In an interview with Paula E. Kirman, Gilmour touches on much of the same subject matter he writes about in his Walrus memoir: the difficulty of writing with a modest talent, the need to work hard, and what to do when you read the galleys of your latest book and think “Oh, I am screwed, I am really screwed.”


“The Other Side of Darkness”
John Bentley Mays
pp. 70-75

The terrorist attacks on the World Trade Center in New York in 2001 unleashed a wave of passionate enthusiasm for the form and future of the skyscraper, to which several books bear potent witness.

New Yorker architecture critic Paul Goldberger’s very readable Up From Zero: Politics, Architecture, and the Rebuilding of New York (New York: Random House, 2005) is the definitive account of the political and artistic controversies that swirled over the World Trade Center site after 9/11. Mark Kingwell’s Nearest Thing to Heaven: The Empire State Building and American Dreams (New Haven: Yale University Press, 2006) is a spirited, thoughtful portrait of the world’s most famous skyscraper, and a handsome introduction to the philosophical issues raised by building tall.

Terrence Riley and Guy Nordenson’s Tall Buildings (New York: The Museum of Modern Art, 2003) and the accompanying website are richly illustrated documents of an outstanding exhibition at the Modern that surveyed twenty-five recent tall-building projects and proposals. Architect Eric Höweler’s Skyscraper: Vertical Now (New York: Universe, 2003) covers much the same ground as Tall Buildings, though Höweler has shaped his material into a handy field guide to the various types of contemporary skyscraper designs.

No serious fan of the tall building should be without Johann Eisele and Ellen Kloft’s High-Rise Manual: Typology and Design, Construction, and Technology (Basel and Boston: Birkhäuser, 2003). In clear essays targeting non-specialists, this book lays out the hard, fascinating facts of skyscraper design from geotechnics and structural dynamics to the effects of wind.


“Europe’s Original Sin”
Randy Boyagoda
pp. 76-79

Notable among recent entries in the field of postwar European history is Krushchev’s Cold War: The Inside Story of an American Adversary (New York: W.W. Norton, 2006). Aleksandr Fursenko and Timothy Naftali have taken advantage of new access to documents from the Politburo and from Soviet intelligence services to paint the most comprehensive portrait yet of the Soviet leadership—of Krushchev and the inner circle of Soviet government and of the way the state functioned in the late ’50s and early ’60s.

New Yorker
editor David Remnick served as Moscow correspondent for the Washington Post between 1988 and 1991. His Pulitzer Prize-winning Lenin’s Tomb: The Last Days of the Soviet Empire (New York: Vintage Books, 1994) is also notable, an exercise in portraiture more than in history.
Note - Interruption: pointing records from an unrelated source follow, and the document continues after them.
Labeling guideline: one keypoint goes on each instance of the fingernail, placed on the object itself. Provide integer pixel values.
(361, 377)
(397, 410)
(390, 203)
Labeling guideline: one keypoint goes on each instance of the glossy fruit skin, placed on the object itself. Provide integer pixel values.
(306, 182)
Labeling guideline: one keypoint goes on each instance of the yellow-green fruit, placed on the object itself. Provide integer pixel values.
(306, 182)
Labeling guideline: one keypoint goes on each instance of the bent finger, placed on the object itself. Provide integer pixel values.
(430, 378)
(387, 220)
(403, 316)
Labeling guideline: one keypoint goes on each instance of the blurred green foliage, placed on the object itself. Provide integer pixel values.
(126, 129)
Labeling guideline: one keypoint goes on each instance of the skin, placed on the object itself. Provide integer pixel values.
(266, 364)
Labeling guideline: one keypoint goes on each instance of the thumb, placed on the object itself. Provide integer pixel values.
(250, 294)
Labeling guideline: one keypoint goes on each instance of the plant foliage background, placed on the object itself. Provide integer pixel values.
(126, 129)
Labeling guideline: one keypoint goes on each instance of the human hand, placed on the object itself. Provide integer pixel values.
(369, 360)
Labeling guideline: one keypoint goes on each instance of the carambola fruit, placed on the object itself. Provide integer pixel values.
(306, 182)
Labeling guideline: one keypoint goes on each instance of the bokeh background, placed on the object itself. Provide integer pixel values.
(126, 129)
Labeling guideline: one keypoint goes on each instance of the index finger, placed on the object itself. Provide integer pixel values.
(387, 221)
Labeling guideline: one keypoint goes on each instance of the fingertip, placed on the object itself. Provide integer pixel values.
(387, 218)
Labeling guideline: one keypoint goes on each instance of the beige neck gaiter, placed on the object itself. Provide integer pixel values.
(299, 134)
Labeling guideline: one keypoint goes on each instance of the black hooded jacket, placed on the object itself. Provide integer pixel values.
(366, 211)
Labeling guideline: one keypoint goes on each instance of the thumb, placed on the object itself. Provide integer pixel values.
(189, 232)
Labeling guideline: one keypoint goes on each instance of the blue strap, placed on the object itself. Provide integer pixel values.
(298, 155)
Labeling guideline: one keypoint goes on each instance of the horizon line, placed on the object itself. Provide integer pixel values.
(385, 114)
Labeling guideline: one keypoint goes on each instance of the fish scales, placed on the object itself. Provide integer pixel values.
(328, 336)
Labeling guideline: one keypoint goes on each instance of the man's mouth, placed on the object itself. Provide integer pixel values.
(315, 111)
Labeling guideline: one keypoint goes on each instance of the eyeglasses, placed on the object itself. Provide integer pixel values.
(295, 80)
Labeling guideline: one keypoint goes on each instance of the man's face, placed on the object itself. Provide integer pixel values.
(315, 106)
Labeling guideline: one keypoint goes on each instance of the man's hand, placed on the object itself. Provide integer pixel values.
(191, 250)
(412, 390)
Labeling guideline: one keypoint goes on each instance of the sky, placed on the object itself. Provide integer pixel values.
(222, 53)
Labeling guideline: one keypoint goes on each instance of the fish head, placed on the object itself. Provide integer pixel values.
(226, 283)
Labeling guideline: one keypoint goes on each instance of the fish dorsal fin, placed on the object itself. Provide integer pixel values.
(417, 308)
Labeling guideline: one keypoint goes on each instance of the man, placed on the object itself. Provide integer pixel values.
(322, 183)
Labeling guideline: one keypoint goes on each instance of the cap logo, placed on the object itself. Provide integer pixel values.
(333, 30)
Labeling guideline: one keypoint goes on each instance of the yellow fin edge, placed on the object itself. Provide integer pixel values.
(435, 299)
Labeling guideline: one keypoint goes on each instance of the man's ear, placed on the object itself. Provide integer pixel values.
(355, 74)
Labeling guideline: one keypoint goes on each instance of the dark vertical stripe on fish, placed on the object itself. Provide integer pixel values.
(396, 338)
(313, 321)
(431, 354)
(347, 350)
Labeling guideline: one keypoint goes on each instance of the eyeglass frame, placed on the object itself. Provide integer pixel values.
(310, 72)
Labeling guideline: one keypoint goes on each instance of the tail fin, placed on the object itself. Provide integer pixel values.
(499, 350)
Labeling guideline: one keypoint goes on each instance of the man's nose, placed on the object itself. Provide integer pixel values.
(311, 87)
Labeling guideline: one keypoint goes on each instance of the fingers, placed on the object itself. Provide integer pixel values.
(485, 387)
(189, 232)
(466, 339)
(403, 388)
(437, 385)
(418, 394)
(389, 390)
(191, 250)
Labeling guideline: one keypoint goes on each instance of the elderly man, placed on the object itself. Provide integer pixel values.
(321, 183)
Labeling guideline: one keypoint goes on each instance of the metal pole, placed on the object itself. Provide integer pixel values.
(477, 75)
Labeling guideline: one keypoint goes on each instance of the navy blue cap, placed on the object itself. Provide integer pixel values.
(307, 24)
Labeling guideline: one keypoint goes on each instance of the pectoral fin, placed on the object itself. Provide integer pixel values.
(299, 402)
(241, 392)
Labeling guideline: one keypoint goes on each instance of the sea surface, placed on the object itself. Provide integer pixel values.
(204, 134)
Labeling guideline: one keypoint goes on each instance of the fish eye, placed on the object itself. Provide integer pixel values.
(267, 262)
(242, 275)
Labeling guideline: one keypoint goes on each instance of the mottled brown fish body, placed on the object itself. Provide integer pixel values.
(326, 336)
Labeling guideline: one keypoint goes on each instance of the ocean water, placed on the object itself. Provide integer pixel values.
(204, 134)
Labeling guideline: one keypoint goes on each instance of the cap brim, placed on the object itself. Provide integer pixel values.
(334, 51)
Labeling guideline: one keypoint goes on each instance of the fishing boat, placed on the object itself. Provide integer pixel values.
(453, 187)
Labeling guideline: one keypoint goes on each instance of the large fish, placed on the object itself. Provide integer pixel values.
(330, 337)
Remnick was stationed in the Soviet capital as the totalitarian state was seized in its death throes, and he interviewed and observed most of the pivotal players in the transformation of the USSR. Remnick’s account of the effects of glasnost and perestroika policies, and the actors who realized them, is remarkable.

Europe Central is just one of many remarkable works by William T. Vollmann. Like Joyce Carol Oates or Robert Pollard, he is so prolific an artist that it’s hard to know where in his catalogue to begin. Expelled From Eden: A William T. Vollmann Reader (New York: Thunder’s Mouth Press, 2004) excerpts his novels, his journalism, his poetry, and his correspondence to offer a sketch of one of America’s most formidable contemporary authors.

Finally, as Randy Boyagoda points out, Tony Judt and John Lewis Gaddis take different approaches in their assessments of the Cold War. Judt took exception to Gaddis’ work in “A Story Still to be Told,” a lengthy essay published by the New York Review of Books in March 2006. Handbags at twenty paces, gentlemen?